PRETZEL: Opening the Black Box of Machine Learning Prediction Serving Systems
- Limitations of existing serving systems
- Resource Waste. Resources are isolated across models. Good for performance / tail latency. Bad for resource utilization.
- Inconsideration for Ops’ Characteristics. When inferencing, logistic regression takes only 0.3% time whereas Ngram and Concat take majority time. Could have used better execution plans if white box.

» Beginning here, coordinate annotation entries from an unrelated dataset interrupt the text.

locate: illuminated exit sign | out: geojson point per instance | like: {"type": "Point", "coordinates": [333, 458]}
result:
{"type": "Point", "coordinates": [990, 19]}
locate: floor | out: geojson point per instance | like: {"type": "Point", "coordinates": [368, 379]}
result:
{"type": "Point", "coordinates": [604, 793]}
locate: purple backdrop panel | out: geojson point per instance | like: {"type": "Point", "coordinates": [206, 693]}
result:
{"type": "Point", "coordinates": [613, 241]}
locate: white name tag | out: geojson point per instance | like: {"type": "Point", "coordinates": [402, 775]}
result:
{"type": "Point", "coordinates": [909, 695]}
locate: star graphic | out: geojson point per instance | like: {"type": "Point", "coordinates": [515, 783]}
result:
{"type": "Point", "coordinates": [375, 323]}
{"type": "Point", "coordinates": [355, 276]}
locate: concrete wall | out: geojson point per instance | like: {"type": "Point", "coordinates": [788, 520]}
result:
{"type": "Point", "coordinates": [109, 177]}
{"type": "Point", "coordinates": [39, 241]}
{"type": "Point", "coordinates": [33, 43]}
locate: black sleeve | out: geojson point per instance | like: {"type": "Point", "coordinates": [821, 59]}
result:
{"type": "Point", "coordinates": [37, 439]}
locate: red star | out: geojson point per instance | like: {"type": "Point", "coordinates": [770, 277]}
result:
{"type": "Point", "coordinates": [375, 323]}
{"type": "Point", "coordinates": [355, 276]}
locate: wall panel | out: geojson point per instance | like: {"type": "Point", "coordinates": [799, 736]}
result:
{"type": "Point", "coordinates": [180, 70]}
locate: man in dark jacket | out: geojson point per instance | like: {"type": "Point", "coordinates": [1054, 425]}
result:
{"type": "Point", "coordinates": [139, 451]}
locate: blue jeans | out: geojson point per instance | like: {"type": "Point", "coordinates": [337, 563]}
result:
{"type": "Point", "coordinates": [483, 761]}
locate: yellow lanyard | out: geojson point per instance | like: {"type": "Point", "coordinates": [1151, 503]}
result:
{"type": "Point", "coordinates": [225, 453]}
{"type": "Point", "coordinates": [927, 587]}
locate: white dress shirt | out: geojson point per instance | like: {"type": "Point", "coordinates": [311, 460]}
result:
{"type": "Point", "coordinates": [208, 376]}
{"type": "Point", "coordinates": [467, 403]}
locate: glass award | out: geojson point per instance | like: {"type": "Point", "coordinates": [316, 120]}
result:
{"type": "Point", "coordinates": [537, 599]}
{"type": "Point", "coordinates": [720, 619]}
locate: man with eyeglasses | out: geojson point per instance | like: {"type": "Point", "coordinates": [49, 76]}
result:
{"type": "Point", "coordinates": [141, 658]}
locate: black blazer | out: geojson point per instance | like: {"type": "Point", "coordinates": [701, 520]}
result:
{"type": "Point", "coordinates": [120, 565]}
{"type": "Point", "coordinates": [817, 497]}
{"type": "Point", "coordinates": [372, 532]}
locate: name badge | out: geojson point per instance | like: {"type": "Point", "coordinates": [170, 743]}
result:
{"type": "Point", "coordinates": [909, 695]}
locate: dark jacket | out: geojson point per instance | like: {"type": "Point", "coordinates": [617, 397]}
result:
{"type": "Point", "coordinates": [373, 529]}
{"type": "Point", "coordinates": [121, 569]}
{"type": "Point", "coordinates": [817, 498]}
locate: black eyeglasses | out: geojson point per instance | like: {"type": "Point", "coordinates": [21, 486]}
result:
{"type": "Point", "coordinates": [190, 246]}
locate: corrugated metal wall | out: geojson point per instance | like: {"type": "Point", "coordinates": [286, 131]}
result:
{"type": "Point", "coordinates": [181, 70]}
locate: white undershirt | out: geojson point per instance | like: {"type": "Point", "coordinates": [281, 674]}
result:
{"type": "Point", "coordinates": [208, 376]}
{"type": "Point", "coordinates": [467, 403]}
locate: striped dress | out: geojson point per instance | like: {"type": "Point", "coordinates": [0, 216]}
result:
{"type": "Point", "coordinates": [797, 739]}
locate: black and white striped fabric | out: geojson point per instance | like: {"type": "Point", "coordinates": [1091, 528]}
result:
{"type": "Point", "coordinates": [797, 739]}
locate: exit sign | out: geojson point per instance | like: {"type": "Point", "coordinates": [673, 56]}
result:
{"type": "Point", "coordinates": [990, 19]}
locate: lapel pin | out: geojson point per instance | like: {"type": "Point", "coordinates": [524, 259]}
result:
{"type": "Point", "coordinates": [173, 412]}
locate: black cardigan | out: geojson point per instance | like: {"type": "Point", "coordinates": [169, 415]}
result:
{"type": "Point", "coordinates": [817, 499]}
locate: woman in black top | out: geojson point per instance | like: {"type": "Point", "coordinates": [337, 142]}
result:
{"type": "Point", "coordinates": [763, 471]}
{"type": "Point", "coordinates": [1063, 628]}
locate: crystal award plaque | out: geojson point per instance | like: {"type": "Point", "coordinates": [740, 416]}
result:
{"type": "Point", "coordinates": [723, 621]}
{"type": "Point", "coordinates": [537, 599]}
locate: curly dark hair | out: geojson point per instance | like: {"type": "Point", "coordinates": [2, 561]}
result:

- Lazy Initialization. Leads to long tail latency. This problem is ML.Net specific but probably also applies to other serving systems. Things that take time when cold start: JIT, memory allocation, …
- End-to-end Optimizations
- AoT compilation
- Memory pre-allocation
- Multi-model Optimizations
- Object Store: maintain a single copy of the same model parameters.
- Sub-plan Materialization: Save intermediate results so that other models can use.
- System components: Flour (Intermediate Representation), Oven (Compiler/Optimizer), Runtime, FrontEnd (User facing)
- Offline Phase
- Translate model to Flour: Automated, because there is a one-to-one mapping from a ML.Net program to Flour.
- Oven builds and optimizes a model execution plan. Similar to database systems. Rule-based optimizer. Lots of details that I don’t understand here.
- Register model plan to Runtime. Pick the most efficient implementation (“Physical Stage”).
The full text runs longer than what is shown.